The son is my god, and like any self-respecting god, it is both wrathful and benevolent. Starting the day in Hackberry Canyon, the sun was warm and loving. It made the already beautiful canyon glow with life and warmed the blood in our bodies, cold from the air that had sunk into our bones during the night. As we traveled up Hackberry, Sharon and I struggled with determining our location. We had stopped keeping track of where we were after we entered the canyon yesterday, and because I had no idea where we had camped, the maze of twists and turns, cliffs and gullies all looked the same, on the ground and on the map. Eventually, we passed a distinct, large cliff that I thought I recognized. I began to follow the map closely as we walked up the dry canyon making predictions (based on my reading of the contour lines) to myself as I went. “There should be a narrow drainage coming in from the right followed by a straight section of high, tight cliffs.” “Oh good, now we should see a long, wide bend followed by a sharp bend to the left.” By the time we got to Lower Death Valley. I knew where we were.
The narrows in Round Valley Draw were incredible. No more than shoulder width in places, and simultaneously over 100 feet deep. The sandstone walls were textured with grooves, holes, alcoves, and everything in between. Color in the (rare) sunlight ranged from bright yellow to deep gold with the usual painted murals of burgundy stains.
Once again Lindy proved himself some sort of sorcerer/superman. Obstacles in the slot became steadily more difficult and more common, beginning with the occasional five-foot drop or small, oven-sized boulder. We eventually came to a series of eight to ten foot pour-offs and van-sized choke-stones that Lindy managed with minimal aid. The series culminated with a twelve-foot vertical climb up through a narrow gap that someone had kindly hung a rope down. Lindy and I squeezed our way through, while Sharon leaned out from the wall and simple skirted it from the outside. Damn!

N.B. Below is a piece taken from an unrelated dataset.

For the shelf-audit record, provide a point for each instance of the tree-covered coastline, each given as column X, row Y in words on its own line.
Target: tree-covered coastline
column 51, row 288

Once we emerged from the narrows, my god became wrathful. (I don’t know why, I hadn’t done anything wrong as far as I could tell.) The air temperature wasn’t hot, maybe in the mid-seventies, but the sun was high and bright, and constant. Walking along Cottonwood Road toward Grougner Arch, I could barely enjoy the views back toward Bryce, as the sun was so harsh.

Despite the sidewalk, which detracted mightily from the spot, Grougner Arch was quite impressive: a massive double arch cut from seemingly impossibly from the golden rocks. Because of the developed area (picnic table, sidewalk and shitter), we didn’t linger. We continued through the through the Cockscomb to Wahweep Creek. Sharon and I planned to fill up at the spring upstream before continuing on to Hole-In-The-Rock road, but Lindy was planning on heading into Escalante via Wahweep and Horse Spring Canyon Drainage, because he has been getting tired and might leave the trail after this section.
The three of us made dinner after this section at Headquarters Spring. After dinner, we parted ways with hugs, handshakes, and good wishes. Going back down Wahweep Creek the sun was a master artist. It worked with the moon and clouds to create a piece of unspeakable beauty. The dark blue sky framed flames of orange, pink, red, purple and everything in between. Every time I looked at it, it was different. And each time it was different I took at picture. Eventually, the sunlight faded, and the still-crescent moon was too small to produce navigable light, even on a road. We had to stop for the night.